Remix.run Logo
BLKNSLVR 8 hours ago

I really don't know how effective my little system would be against these scrapers, but I've setup a system that blocks IP addresses if they've attempted to connect to ports on my system(s) behind which there are no services, and therefore their connections must be 'uninvited', which I classify as malicious.

Since I do actually host a couple of websites / services behind port 443, it means I can't just block everything that tries to scan my ip address at port 443. However, I've setup Cloudflare in front of those websites, so I do log and block any non-Cloudflare (using Cloudflare's ASN: 13335) traffic coming into port 443.

I also log and block IP address attempting to connect on port 80, since that essentially deprecated.

This, of course, does not block traffic coming via the DNS names of the sites, since that will be routed through Cloudflare - but as someone mentioned, Cloudflare has its own anti-scraping tools.
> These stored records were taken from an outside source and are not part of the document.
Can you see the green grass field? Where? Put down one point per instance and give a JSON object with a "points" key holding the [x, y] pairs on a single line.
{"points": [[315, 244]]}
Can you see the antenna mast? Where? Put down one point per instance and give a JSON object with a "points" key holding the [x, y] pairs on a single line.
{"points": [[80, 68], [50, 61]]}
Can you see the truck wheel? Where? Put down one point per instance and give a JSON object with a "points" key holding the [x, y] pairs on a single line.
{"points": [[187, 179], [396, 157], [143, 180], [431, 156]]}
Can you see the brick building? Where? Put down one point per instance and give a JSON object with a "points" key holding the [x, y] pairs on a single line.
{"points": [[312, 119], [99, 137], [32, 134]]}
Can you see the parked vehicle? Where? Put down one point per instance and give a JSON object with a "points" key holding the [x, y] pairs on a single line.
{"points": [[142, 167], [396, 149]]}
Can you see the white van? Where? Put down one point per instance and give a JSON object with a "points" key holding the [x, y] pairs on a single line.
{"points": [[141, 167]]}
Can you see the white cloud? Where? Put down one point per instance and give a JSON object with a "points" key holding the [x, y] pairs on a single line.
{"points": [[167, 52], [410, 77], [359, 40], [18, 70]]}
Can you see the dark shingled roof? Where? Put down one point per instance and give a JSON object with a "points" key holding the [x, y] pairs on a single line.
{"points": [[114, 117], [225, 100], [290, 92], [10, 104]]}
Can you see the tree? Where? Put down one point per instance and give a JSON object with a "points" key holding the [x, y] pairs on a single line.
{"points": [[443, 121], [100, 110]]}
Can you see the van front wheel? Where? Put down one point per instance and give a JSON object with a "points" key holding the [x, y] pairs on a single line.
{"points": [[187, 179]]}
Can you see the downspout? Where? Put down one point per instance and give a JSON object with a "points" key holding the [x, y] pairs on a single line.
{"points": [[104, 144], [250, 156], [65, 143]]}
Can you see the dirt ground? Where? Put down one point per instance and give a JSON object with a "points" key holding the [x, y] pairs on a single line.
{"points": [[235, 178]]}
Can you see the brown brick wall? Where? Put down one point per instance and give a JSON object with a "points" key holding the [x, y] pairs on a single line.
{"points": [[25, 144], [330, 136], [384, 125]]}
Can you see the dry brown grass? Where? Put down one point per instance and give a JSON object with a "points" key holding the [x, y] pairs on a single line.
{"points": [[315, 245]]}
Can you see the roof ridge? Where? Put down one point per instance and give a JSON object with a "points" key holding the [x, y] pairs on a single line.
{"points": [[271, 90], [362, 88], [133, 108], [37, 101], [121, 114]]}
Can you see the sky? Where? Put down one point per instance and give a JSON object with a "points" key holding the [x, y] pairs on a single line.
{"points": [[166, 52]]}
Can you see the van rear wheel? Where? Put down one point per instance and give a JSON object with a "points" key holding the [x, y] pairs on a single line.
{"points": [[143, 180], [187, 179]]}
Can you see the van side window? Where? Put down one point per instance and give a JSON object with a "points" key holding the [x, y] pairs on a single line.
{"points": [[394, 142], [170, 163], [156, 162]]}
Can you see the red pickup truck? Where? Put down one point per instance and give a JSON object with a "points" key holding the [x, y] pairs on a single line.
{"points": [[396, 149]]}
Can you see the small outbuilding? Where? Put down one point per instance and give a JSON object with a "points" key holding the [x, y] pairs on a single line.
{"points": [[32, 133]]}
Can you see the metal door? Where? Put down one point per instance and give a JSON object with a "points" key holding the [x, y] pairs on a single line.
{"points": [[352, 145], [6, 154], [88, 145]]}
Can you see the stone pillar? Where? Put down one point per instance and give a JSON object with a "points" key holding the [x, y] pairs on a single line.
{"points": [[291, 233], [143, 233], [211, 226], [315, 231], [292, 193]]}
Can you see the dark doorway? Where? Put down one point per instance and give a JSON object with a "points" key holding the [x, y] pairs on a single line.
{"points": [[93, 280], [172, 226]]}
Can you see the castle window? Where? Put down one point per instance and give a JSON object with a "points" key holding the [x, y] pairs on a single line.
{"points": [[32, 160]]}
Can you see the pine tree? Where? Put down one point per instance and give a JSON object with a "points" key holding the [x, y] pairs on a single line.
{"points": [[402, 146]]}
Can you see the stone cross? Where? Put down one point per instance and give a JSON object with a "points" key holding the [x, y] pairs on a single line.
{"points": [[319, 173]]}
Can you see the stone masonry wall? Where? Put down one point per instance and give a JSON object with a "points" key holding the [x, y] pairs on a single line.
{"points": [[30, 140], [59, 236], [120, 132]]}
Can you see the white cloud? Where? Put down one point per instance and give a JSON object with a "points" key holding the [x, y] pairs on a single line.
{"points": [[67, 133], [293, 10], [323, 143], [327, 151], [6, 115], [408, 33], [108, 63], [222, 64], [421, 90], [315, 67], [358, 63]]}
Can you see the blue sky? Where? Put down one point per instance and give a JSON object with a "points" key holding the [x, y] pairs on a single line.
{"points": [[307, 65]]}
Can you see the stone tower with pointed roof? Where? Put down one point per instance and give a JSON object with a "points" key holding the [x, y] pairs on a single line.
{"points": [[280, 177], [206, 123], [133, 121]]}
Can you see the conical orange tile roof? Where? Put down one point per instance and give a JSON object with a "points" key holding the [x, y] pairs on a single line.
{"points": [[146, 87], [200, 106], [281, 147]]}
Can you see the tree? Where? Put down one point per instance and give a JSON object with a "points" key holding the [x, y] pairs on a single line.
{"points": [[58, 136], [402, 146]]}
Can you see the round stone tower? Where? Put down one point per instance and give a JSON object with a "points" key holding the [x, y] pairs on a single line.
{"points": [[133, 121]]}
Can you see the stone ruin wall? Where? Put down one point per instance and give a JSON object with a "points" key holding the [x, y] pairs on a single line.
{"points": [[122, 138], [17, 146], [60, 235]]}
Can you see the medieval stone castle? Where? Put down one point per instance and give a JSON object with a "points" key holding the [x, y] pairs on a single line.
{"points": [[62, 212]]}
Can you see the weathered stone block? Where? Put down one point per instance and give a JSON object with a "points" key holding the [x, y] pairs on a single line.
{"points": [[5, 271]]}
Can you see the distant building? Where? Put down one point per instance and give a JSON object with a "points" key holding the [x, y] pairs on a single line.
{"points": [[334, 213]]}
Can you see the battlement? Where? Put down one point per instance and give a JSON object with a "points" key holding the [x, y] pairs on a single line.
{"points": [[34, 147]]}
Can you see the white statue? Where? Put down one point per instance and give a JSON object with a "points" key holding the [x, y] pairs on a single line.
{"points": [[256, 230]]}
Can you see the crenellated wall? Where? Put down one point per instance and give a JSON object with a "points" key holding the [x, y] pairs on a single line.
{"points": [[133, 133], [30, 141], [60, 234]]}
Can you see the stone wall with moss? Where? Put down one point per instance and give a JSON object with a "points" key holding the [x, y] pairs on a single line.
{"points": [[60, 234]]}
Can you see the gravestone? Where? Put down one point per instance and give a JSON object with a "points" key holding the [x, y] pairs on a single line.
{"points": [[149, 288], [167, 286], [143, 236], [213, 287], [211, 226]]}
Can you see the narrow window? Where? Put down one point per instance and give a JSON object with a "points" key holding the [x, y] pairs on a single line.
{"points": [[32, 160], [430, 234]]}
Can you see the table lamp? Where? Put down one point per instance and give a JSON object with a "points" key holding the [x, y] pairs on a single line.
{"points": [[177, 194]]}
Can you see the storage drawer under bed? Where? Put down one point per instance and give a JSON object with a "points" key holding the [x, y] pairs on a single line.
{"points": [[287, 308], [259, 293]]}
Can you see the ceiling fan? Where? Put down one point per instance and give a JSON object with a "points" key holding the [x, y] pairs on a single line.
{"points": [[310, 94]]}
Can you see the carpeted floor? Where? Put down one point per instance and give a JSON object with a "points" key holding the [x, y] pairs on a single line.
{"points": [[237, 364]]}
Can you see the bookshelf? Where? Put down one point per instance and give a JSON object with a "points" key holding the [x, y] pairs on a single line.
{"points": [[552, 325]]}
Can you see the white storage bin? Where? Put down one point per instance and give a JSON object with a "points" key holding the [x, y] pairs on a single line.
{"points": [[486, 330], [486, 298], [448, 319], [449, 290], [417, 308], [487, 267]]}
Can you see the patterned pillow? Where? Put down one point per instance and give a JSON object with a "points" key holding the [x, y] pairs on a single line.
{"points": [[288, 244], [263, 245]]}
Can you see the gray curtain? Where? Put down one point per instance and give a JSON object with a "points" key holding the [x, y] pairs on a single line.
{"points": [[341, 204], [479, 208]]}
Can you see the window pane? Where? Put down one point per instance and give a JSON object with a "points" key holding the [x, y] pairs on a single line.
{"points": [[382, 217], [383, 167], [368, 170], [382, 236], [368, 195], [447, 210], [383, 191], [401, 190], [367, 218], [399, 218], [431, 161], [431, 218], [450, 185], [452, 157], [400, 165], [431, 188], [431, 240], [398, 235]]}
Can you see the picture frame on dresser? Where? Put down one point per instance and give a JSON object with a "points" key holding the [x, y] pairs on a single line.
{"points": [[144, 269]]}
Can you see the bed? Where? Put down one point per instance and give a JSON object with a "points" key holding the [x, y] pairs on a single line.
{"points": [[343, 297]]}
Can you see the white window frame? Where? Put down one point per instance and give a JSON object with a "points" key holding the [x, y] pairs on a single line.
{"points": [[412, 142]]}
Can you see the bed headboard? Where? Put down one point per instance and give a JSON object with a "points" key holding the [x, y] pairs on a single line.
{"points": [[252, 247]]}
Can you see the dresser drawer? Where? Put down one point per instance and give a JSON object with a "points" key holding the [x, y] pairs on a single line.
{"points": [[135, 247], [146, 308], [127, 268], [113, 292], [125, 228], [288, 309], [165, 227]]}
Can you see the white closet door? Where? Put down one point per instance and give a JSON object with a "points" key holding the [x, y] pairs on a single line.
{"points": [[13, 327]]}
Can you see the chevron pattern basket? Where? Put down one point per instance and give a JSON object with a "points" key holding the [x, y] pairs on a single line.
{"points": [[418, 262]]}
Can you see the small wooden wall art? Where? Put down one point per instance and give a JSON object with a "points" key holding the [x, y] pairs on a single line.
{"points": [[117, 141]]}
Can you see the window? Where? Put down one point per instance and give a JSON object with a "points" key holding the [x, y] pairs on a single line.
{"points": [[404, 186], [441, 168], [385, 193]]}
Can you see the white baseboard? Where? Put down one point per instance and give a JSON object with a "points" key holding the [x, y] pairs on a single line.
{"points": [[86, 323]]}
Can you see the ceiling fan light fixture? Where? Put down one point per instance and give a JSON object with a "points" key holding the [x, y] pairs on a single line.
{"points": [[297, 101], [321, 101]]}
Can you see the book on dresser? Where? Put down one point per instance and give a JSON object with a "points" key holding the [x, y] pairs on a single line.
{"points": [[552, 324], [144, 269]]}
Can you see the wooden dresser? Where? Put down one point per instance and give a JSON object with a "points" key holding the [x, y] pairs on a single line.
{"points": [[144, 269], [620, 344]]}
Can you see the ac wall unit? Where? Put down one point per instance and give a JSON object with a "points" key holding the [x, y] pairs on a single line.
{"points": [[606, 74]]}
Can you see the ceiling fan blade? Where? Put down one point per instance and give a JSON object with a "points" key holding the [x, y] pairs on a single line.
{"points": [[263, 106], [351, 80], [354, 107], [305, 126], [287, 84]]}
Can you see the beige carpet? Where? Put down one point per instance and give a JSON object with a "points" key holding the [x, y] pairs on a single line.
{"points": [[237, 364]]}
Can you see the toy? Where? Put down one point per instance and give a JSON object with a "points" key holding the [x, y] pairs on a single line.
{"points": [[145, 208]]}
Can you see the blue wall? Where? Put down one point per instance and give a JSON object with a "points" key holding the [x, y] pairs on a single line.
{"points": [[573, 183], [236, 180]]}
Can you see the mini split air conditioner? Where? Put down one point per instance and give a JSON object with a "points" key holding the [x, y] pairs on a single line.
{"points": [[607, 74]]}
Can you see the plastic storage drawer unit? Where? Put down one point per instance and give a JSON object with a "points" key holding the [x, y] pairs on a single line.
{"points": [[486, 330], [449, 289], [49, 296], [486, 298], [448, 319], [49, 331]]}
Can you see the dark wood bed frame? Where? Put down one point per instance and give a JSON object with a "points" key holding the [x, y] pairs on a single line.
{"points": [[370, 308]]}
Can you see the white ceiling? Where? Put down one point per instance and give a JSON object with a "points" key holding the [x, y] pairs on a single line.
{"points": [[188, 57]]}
And then as another person mentioned, this does require the use of Cloudflare, which is a vast centralising force on the Internet and therefore part of a different problem...

I don't currently split out a separate list for IP addresses that have connected to HTTP(S) ports, but maybe I'll do that over Christmas.

This is my current simple project: https://github.com/UninvitedActivity/UninvitedActivity

Apologies if the README is a bit rambling. It's evolved over time, and it's mostly for me anyway.

P.S. I always thought it was Yog Sothoth (not Sototh). Either way, I'm partial to Nyarlathotep. "The Crawling Chaos" always sounded like the coolest of the elder gods.

ewpratten 8 hours ago | parent [-]

Regarding the Cloudflare part of this, I’d recommend taking a look at “Authenticated Origin Pulls”. It lets you perform your validation at the TLS layer instead of doing it with IP ACLs if that interests you.